Entre los conjuntos más llamativos están los pesebres en miniatura contenidos en cajas, domos y figuras de vidrio. Uno descansa dentro de un pequeño corazón rojo; otro aparece encapsulado en un domo transparente decorado en dorado. Hay ángeles soplados, escenas diminutas hechas con semillas y piezas que parecen brillar desde adentro.

ARTESANAL. Los pesebres de fieltro son decoraciones artesanales hechas a mano, que utilizan este material textil suave y colorido para representar la escena del nacimiento de Jesús. LA GACETA/ FOTO DE OSVALDO RIPOLL

También destaca un pesebre andino donde la base de la escena es un tejido altiplánico en tonos intensos. Las figuras, con rasgos indígenas y vestimenta típica, convergen en un refugio de hojas secas que resguarda al Niño Jesús. A los costados, llamas y aves hechas en miniatura completan una escena profundamente regional.

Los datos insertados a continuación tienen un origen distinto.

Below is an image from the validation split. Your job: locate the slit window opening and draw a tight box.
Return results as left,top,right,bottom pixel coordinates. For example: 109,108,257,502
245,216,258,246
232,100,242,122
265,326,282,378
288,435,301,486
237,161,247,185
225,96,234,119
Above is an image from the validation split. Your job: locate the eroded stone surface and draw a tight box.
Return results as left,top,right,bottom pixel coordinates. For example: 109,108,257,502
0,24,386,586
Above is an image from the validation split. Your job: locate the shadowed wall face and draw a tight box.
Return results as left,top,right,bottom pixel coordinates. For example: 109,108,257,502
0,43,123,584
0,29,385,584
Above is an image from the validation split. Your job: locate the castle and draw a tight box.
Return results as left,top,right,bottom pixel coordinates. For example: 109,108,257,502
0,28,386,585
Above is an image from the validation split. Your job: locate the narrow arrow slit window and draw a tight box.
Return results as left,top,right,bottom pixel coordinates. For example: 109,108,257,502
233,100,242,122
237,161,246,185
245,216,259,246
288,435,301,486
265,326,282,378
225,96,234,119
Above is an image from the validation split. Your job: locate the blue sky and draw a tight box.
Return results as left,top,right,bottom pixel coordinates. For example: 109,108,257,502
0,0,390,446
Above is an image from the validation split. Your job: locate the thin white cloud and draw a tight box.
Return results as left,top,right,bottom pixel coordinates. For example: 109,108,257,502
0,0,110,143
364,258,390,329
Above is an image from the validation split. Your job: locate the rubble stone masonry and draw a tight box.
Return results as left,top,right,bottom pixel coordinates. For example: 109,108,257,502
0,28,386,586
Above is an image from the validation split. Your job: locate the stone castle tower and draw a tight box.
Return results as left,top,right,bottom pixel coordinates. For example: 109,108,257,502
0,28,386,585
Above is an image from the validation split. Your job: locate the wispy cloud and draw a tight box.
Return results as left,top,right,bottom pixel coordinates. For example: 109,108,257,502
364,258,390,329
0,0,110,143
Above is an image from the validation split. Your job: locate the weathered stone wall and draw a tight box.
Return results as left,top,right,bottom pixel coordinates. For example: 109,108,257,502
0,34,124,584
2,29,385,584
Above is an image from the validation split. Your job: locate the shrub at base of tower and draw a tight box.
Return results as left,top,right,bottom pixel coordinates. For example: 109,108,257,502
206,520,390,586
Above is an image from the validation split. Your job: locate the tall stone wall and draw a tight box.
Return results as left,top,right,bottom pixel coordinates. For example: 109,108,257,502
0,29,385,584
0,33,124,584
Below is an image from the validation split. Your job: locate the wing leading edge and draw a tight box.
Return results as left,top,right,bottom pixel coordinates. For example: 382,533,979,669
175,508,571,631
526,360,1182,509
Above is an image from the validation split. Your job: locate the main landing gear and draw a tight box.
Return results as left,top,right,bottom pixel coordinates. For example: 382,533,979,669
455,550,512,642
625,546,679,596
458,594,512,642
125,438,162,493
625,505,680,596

Una muestra para contemplar y agradecer

La curaduría, a cargo de la licenciada Andrea Emilse Ferreyra, propone un recorrido simple y cercano. No hace falta saber de arte religioso para disfrutarlo: basta detenerse, mirar y dejar que cada pesebre cuente su historia. La producción general, realizada por Sebastián Gil, forma parte de su primer proyecto cultural integral y también es un homenaje a la amistad que los une.

EUROPEO. En miniatura se destaca un pequeño pesebre tallado en alabastro, una piedra blanca, y compacta que se utiliza en España para realizar artesanías. LA GACETA/ FOTO DE OSVALDO RIPOLL

Para Gustavo, esta muestra es una retrospectiva de vida. “Todos los recuerdos -dice- son acción de gracias”, citando a San Agustín. Y en cada figura, en cada material, en cada mirada del Niño Jesús, hay un gesto de gratitud por lo vivido y por lo compartido.

Nació en Navidad. Y hoy, más de seis décadas después, su colección sigue encendiendo la misma luz. Una luz que ahora, por primera vez, puede ser contemplada por todos.